We some large sites, where we have hacked the apache solr-module. Those sites index up to 432,000 nodes a day or 18,000 nodes per hour. If the first tip don't work, I could post the hacks here. Would require drush to work.
Comment #2
Quarantine commentedThanks for the tip quaoar! I'll try out the first tip first and see if it's sufficient for my needs or not. :)
Comment #3
Quarantine commentedOh yeah, I just discovered that my poormanscron module can only run the fastest at every 1 hour. Can't seem to find a setting that would make it run every 30 minutes or any other faster interval.
Comment #4
Daniel Ferreira Jorge commentedI have a similar problem. I have a website with many many nodes (50 million), but they are very small nodes (only titles, no body). The problem with my setup seems not to be the time solr takes to index, but the time the drupal database api takes to retrieve the nodes from mysql and send to solr. This is the actual bottleneck.
@quaoar, I already tried to increase the maximum number of nodes sent per cron to 1000-5000, but it has no significant effect. If you have a better way to gather the nodes from the database (for instance, bypassing the drupal api and working directly with mysql), can you post it here? My website is a shopping comparison engine and it gathers product feeds from merchants. When INSERTING and UPDATING products into drupal, I did something similar and I insert the nodes directly into the database, bypassing drupal completely. If I use the drupal api to insert the nodes, It takes about 5 days to insert/update 50 million products but, if I insert directly into mysql, it takes about 3 hours.
Thanks
Comment #5
geerlingguy commentedAlso, make sure you disable the core search indexer to speed things up mightily:
http://www.drupalcoder.com/story/742-performance-tip-disable-drupals-cor...

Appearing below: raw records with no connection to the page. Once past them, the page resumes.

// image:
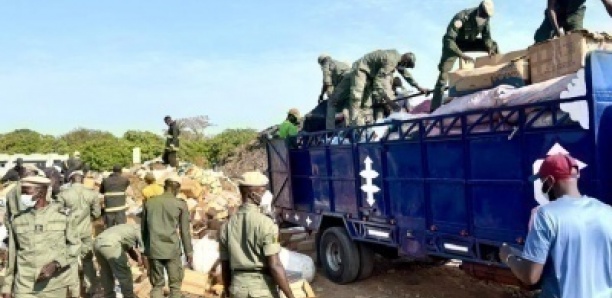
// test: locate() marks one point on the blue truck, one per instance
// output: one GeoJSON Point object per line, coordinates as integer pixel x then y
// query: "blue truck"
{"type": "Point", "coordinates": [458, 193]}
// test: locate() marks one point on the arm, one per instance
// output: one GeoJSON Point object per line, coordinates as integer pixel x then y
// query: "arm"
{"type": "Point", "coordinates": [451, 35]}
{"type": "Point", "coordinates": [184, 227]}
{"type": "Point", "coordinates": [95, 208]}
{"type": "Point", "coordinates": [488, 40]}
{"type": "Point", "coordinates": [552, 15]}
{"type": "Point", "coordinates": [608, 5]}
{"type": "Point", "coordinates": [278, 273]}
{"type": "Point", "coordinates": [9, 275]}
{"type": "Point", "coordinates": [529, 266]}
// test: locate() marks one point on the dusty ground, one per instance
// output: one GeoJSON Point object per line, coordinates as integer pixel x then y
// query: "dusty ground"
{"type": "Point", "coordinates": [414, 280]}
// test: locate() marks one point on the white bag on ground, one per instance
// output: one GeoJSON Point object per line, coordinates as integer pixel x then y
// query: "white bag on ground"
{"type": "Point", "coordinates": [297, 262]}
{"type": "Point", "coordinates": [205, 254]}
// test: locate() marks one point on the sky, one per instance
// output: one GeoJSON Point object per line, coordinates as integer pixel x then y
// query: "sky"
{"type": "Point", "coordinates": [119, 65]}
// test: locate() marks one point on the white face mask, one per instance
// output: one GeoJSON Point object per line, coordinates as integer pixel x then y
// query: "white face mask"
{"type": "Point", "coordinates": [27, 201]}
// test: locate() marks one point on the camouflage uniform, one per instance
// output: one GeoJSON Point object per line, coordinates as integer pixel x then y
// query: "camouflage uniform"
{"type": "Point", "coordinates": [246, 241]}
{"type": "Point", "coordinates": [462, 35]}
{"type": "Point", "coordinates": [333, 73]}
{"type": "Point", "coordinates": [37, 238]}
{"type": "Point", "coordinates": [85, 207]}
{"type": "Point", "coordinates": [570, 17]}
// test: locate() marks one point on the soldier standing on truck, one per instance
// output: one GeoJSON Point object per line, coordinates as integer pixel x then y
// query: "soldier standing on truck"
{"type": "Point", "coordinates": [571, 235]}
{"type": "Point", "coordinates": [113, 188]}
{"type": "Point", "coordinates": [468, 31]}
{"type": "Point", "coordinates": [172, 143]}
{"type": "Point", "coordinates": [564, 14]}
{"type": "Point", "coordinates": [372, 75]}
{"type": "Point", "coordinates": [333, 72]}
{"type": "Point", "coordinates": [249, 248]}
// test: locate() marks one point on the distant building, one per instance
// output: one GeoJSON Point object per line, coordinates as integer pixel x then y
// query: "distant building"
{"type": "Point", "coordinates": [41, 161]}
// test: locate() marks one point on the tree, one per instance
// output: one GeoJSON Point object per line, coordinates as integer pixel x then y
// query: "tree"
{"type": "Point", "coordinates": [193, 127]}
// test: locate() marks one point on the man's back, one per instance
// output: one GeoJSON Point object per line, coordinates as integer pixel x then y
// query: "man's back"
{"type": "Point", "coordinates": [574, 238]}
{"type": "Point", "coordinates": [84, 204]}
{"type": "Point", "coordinates": [162, 216]}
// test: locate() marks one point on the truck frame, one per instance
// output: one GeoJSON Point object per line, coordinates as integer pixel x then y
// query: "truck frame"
{"type": "Point", "coordinates": [453, 194]}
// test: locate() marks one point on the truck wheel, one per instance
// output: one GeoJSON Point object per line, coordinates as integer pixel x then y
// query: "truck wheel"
{"type": "Point", "coordinates": [366, 257]}
{"type": "Point", "coordinates": [339, 256]}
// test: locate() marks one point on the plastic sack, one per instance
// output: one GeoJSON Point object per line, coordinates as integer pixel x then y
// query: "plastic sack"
{"type": "Point", "coordinates": [297, 262]}
{"type": "Point", "coordinates": [205, 254]}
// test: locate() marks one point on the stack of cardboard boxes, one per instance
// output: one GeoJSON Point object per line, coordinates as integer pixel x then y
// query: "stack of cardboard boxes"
{"type": "Point", "coordinates": [539, 63]}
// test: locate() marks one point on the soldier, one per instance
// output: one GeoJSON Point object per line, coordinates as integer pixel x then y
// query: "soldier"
{"type": "Point", "coordinates": [290, 126]}
{"type": "Point", "coordinates": [462, 35]}
{"type": "Point", "coordinates": [113, 188]}
{"type": "Point", "coordinates": [372, 75]}
{"type": "Point", "coordinates": [160, 218]}
{"type": "Point", "coordinates": [563, 14]}
{"type": "Point", "coordinates": [333, 72]}
{"type": "Point", "coordinates": [43, 246]}
{"type": "Point", "coordinates": [110, 248]}
{"type": "Point", "coordinates": [249, 248]}
{"type": "Point", "coordinates": [74, 163]}
{"type": "Point", "coordinates": [172, 143]}
{"type": "Point", "coordinates": [152, 189]}
{"type": "Point", "coordinates": [85, 207]}
{"type": "Point", "coordinates": [15, 173]}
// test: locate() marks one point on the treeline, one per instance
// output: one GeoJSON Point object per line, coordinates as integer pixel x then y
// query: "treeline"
{"type": "Point", "coordinates": [101, 150]}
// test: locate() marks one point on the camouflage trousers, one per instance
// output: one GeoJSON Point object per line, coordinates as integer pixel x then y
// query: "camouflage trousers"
{"type": "Point", "coordinates": [113, 263]}
{"type": "Point", "coordinates": [252, 285]}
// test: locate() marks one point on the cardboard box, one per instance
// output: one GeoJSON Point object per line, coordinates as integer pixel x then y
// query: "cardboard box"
{"type": "Point", "coordinates": [565, 55]}
{"type": "Point", "coordinates": [500, 59]}
{"type": "Point", "coordinates": [463, 82]}
{"type": "Point", "coordinates": [300, 289]}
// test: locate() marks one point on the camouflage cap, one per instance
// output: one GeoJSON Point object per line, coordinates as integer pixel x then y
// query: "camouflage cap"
{"type": "Point", "coordinates": [35, 181]}
{"type": "Point", "coordinates": [322, 58]}
{"type": "Point", "coordinates": [489, 7]}
{"type": "Point", "coordinates": [295, 112]}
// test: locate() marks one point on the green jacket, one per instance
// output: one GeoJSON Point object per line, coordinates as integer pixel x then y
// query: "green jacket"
{"type": "Point", "coordinates": [37, 238]}
{"type": "Point", "coordinates": [333, 71]}
{"type": "Point", "coordinates": [85, 207]}
{"type": "Point", "coordinates": [287, 129]}
{"type": "Point", "coordinates": [248, 238]}
{"type": "Point", "coordinates": [126, 235]}
{"type": "Point", "coordinates": [464, 27]}
{"type": "Point", "coordinates": [161, 217]}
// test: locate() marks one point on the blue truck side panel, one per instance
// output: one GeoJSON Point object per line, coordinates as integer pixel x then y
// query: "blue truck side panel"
{"type": "Point", "coordinates": [456, 195]}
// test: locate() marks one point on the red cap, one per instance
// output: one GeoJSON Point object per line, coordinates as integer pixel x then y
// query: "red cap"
{"type": "Point", "coordinates": [559, 166]}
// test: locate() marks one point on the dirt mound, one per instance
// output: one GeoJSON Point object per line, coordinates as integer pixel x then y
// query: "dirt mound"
{"type": "Point", "coordinates": [249, 157]}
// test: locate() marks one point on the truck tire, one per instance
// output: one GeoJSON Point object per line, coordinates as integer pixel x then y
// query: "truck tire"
{"type": "Point", "coordinates": [339, 256]}
{"type": "Point", "coordinates": [366, 258]}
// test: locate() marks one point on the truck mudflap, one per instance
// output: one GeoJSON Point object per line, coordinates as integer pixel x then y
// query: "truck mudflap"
{"type": "Point", "coordinates": [494, 274]}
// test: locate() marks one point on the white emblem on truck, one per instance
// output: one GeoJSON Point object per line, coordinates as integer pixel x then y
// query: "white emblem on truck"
{"type": "Point", "coordinates": [369, 175]}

(in case you missed that... it really does bog things down).
Comment #6
reallyordinary commentedI'd be really interested to see the hacks - I'm just getting started with solr and have a site with 20 million nodes that I need to get indexed as quickly as possible.
Comment #7
pwolanin commentedIf you need to index via Drupal try using drush to invoke just the Solr cron hook, not the full Drupal cron.
For 20M nodes, you might want to look at DIH, though it will require a bunch of custom transformations.
Comment #8
geerlingguy commentedAnother way to do this is to use Elysia Cron to run the cron hook more times per hour (on one of my sites, I have search_cron and apachesolr_cron running every 5 minutes).
Comment #9
erlendstromsvik commentedWe have been working with Drupal and solr for some time now. We have previously used our own hacks in the apachesolr-modules but last month we worked with an expert on solr and we had need for faster indexing.

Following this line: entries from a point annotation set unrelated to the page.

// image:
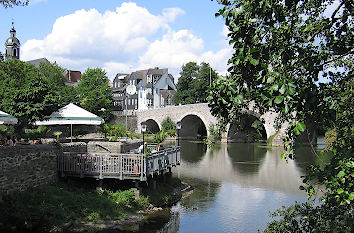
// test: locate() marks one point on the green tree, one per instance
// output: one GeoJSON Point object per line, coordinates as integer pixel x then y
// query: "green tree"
{"type": "Point", "coordinates": [54, 75]}
{"type": "Point", "coordinates": [95, 93]}
{"type": "Point", "coordinates": [11, 3]}
{"type": "Point", "coordinates": [282, 52]}
{"type": "Point", "coordinates": [24, 92]}
{"type": "Point", "coordinates": [192, 86]}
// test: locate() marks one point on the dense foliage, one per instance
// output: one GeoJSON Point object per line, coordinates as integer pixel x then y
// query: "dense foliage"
{"type": "Point", "coordinates": [30, 93]}
{"type": "Point", "coordinates": [284, 51]}
{"type": "Point", "coordinates": [192, 86]}
{"type": "Point", "coordinates": [95, 93]}
{"type": "Point", "coordinates": [50, 207]}
{"type": "Point", "coordinates": [24, 92]}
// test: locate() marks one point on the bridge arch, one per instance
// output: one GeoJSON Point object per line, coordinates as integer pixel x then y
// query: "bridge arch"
{"type": "Point", "coordinates": [193, 126]}
{"type": "Point", "coordinates": [152, 126]}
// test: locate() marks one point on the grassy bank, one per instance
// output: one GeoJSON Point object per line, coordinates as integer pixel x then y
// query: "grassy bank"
{"type": "Point", "coordinates": [59, 206]}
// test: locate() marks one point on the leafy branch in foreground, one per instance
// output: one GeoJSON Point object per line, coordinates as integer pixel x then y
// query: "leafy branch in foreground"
{"type": "Point", "coordinates": [296, 58]}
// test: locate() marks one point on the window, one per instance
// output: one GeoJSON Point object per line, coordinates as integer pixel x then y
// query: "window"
{"type": "Point", "coordinates": [149, 78]}
{"type": "Point", "coordinates": [149, 102]}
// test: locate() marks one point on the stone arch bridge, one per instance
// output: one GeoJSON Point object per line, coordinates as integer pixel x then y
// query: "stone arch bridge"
{"type": "Point", "coordinates": [197, 119]}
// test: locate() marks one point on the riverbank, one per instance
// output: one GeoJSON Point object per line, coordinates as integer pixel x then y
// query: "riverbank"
{"type": "Point", "coordinates": [78, 206]}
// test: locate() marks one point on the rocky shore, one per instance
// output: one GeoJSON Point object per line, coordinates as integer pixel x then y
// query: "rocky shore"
{"type": "Point", "coordinates": [132, 221]}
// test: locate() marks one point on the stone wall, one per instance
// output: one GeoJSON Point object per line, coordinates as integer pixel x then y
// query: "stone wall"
{"type": "Point", "coordinates": [74, 147]}
{"type": "Point", "coordinates": [22, 167]}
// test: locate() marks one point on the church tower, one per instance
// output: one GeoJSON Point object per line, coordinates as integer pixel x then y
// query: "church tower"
{"type": "Point", "coordinates": [12, 45]}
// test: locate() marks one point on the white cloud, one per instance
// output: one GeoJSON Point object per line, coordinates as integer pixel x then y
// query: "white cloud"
{"type": "Point", "coordinates": [123, 40]}
{"type": "Point", "coordinates": [32, 2]}
{"type": "Point", "coordinates": [174, 49]}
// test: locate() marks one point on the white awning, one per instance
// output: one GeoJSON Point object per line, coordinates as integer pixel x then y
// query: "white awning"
{"type": "Point", "coordinates": [6, 118]}
{"type": "Point", "coordinates": [71, 115]}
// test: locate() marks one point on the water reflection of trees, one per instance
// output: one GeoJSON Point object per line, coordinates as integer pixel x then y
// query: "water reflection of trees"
{"type": "Point", "coordinates": [192, 152]}
{"type": "Point", "coordinates": [246, 157]}
{"type": "Point", "coordinates": [203, 195]}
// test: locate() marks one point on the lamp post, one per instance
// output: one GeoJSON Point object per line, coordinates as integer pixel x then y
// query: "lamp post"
{"type": "Point", "coordinates": [143, 130]}
{"type": "Point", "coordinates": [178, 127]}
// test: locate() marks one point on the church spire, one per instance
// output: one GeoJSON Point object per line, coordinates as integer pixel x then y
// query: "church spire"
{"type": "Point", "coordinates": [12, 45]}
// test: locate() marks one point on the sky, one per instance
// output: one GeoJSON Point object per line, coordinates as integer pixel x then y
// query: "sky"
{"type": "Point", "coordinates": [120, 36]}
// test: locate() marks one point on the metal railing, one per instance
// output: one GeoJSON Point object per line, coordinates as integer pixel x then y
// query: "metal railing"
{"type": "Point", "coordinates": [118, 166]}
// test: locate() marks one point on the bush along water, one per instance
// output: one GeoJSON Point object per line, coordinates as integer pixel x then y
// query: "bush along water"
{"type": "Point", "coordinates": [78, 204]}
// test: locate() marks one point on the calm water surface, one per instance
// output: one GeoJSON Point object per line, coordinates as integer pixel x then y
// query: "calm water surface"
{"type": "Point", "coordinates": [236, 186]}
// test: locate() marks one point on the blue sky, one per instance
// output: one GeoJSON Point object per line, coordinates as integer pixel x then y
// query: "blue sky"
{"type": "Point", "coordinates": [120, 36]}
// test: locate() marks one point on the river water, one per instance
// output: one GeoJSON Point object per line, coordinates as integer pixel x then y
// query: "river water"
{"type": "Point", "coordinates": [236, 186]}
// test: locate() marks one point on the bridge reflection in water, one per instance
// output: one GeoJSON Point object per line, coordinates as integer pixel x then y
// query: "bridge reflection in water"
{"type": "Point", "coordinates": [236, 186]}
{"type": "Point", "coordinates": [245, 164]}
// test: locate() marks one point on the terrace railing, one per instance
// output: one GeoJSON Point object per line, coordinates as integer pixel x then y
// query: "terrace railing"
{"type": "Point", "coordinates": [118, 166]}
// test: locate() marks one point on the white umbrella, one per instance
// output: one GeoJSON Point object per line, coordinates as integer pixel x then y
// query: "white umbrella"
{"type": "Point", "coordinates": [6, 118]}
{"type": "Point", "coordinates": [71, 115]}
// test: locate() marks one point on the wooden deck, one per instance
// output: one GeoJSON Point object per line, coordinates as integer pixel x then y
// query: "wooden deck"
{"type": "Point", "coordinates": [118, 166]}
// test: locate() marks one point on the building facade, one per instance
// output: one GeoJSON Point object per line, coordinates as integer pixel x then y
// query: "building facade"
{"type": "Point", "coordinates": [143, 89]}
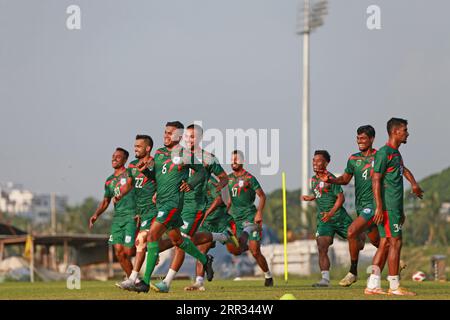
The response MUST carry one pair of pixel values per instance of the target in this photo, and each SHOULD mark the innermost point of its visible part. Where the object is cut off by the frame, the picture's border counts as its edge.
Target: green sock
(152, 256)
(189, 247)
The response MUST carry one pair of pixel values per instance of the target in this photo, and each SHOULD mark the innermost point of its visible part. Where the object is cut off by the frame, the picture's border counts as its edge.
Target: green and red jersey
(243, 193)
(211, 194)
(361, 168)
(196, 199)
(389, 163)
(170, 169)
(144, 188)
(126, 206)
(326, 196)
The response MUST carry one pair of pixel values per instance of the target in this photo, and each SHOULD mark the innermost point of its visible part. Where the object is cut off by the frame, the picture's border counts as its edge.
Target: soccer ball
(419, 276)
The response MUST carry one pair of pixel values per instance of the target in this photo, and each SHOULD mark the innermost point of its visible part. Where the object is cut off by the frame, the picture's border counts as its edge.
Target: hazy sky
(68, 98)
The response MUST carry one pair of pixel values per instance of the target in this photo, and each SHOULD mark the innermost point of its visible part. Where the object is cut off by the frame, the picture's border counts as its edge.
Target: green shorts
(367, 214)
(146, 222)
(170, 217)
(219, 224)
(191, 221)
(123, 231)
(254, 236)
(331, 227)
(391, 227)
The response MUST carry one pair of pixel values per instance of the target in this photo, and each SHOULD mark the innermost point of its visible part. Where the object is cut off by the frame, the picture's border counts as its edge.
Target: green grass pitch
(218, 290)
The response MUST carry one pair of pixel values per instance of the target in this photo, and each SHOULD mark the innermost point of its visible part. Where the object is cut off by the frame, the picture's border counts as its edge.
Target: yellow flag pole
(285, 227)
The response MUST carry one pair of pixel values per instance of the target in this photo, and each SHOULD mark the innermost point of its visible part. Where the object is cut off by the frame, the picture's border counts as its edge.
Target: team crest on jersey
(176, 160)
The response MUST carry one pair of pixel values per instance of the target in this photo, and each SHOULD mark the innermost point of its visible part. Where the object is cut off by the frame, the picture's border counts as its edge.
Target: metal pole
(53, 263)
(53, 212)
(32, 260)
(305, 114)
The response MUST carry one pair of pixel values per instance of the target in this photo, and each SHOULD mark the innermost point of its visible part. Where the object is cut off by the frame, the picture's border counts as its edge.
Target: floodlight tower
(310, 18)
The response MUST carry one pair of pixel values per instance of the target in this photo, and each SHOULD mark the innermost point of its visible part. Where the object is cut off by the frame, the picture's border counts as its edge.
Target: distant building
(445, 210)
(42, 207)
(16, 200)
(349, 195)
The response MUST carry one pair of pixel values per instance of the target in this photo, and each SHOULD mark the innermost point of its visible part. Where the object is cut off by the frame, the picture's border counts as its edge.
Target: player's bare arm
(337, 205)
(223, 181)
(308, 198)
(376, 187)
(100, 209)
(341, 180)
(124, 190)
(415, 188)
(262, 202)
(217, 202)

So with very little time to do it, we hastily wrote a python script to send information to our solr-server. I've included this script with this post.
One warning, this script is written to suit our selfish needs and is not for general use as is. I have tried to remove most of the code which is strictly for our own use, as to not make this more confusing than necessary. The good part is that we are indexing 14 million nodes per day, close to 600,000 nodes an hour, with very little server load and a small memory footprint.

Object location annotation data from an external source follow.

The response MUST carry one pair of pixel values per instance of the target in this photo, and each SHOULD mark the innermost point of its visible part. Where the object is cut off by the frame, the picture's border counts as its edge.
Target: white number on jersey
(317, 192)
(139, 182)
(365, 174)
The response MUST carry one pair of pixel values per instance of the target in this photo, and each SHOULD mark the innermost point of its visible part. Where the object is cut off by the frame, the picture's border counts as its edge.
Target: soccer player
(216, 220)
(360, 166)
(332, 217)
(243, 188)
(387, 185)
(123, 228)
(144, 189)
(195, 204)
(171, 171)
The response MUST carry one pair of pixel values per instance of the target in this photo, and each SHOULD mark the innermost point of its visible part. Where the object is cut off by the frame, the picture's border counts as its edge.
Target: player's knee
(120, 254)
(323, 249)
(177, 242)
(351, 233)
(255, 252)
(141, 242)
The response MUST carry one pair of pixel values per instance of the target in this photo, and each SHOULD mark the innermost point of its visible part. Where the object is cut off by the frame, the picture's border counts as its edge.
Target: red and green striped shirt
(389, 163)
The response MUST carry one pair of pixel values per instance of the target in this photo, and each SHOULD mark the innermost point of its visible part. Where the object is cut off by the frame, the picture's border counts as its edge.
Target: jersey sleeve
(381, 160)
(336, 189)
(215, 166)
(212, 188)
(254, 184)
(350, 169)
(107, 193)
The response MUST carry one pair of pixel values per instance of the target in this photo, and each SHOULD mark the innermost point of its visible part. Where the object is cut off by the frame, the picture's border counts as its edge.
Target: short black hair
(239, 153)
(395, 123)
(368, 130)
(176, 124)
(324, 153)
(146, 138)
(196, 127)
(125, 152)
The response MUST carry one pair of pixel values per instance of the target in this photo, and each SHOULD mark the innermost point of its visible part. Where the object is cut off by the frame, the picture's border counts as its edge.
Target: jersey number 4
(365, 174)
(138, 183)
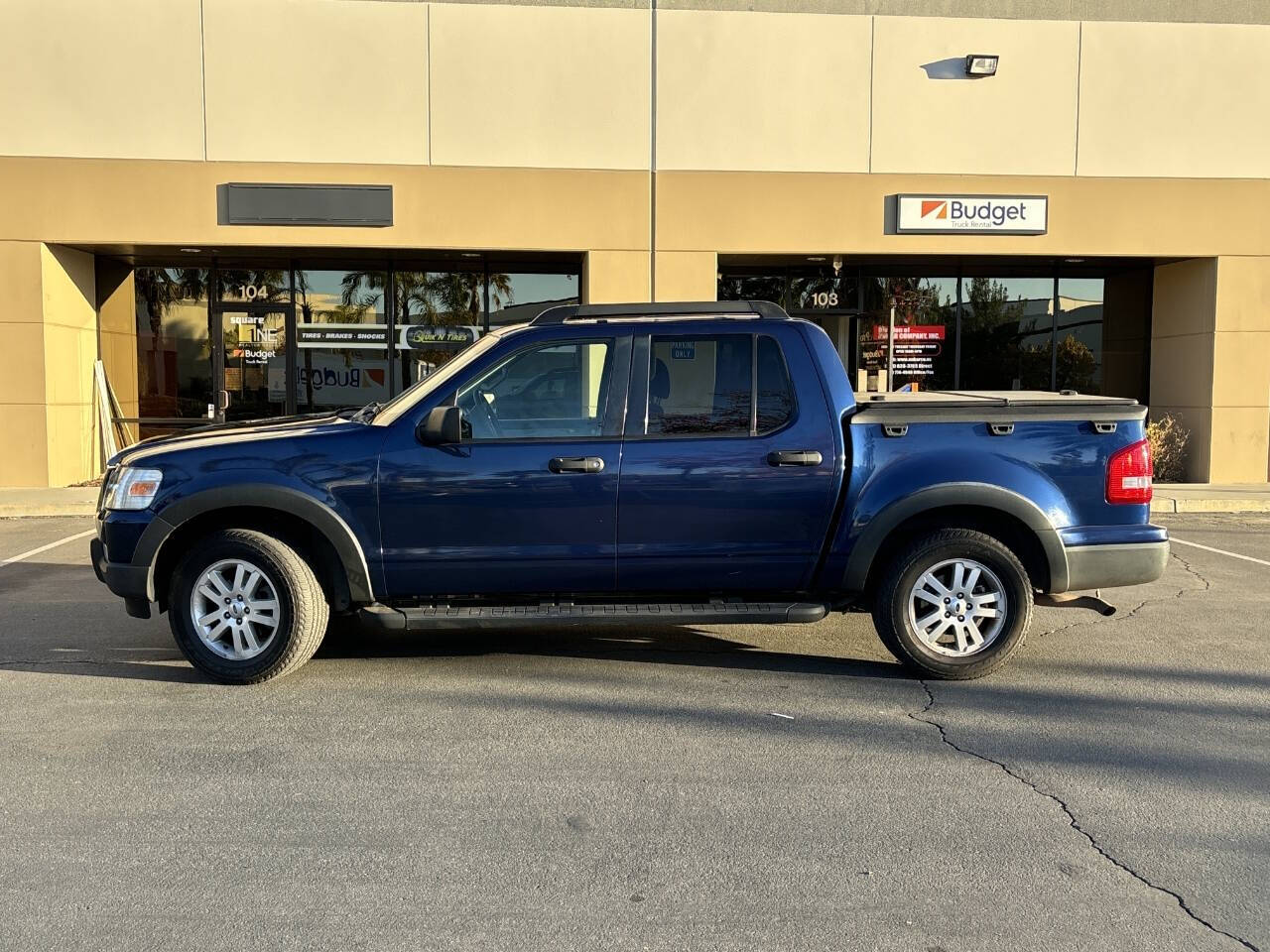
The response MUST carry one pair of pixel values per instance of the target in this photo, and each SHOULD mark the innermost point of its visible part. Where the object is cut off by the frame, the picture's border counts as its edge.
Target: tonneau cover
(992, 405)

To use this, you have to look at both index_nodes.py and Lib.py. There are some values there which should be set before using.
Hopefully this can be a starting point for anyone wanting to index other large Drupal sites. Just contact me if you need some help or just want to reprimand me for writing awful python code =/
If you have a concrete problem with a site I could always try to help.
Comment #10
erlendstromsvik commentedThis is our changes to the apachesolr-modules:
- apachesolr.admin.inc : added a select field to apachesolr_settings for number of iterations
- apachesolr.admin.inc : added a checkbox to apachesolr_settings to disable indexing with cron (this should be required for anything hooking into hook_cron)
- apachesolr.module : moved everything out of hook_cron to apachesolr_cron_scheduled and added a check for cron disabled
- apachesolr_search.module : added check for cron disabled in hook_cron
- apachesolr_search.module :
- apachesolr.drush.inc : added a constant APACHESOLR_DRUSH_LOCK
- apachesolr.drush.inc : added new command solr-update-index
I've included a patch for the apachesolr-6.x-2.0-beta3 branch. Didn't get to test it right now, since I'm not at the office. If someone has problems I'll test it with a test site after the weekend.
The clue with this patch, is to max out the memory limit and max execution time of apache/php. By running the drush command "solr-update-index" as often as possible from ordinary cron, and by tuning the index limit and iteration limit, we have been able to index around 500,000 nodes per day.
This is how our calling line from cron.d looks like:
Comment #11
geerlingguy commentedYou could simplify the cron line by typing */2 for "every two minutes":
Comment #12
erlendstromsvik commentedThanks for the tip! =)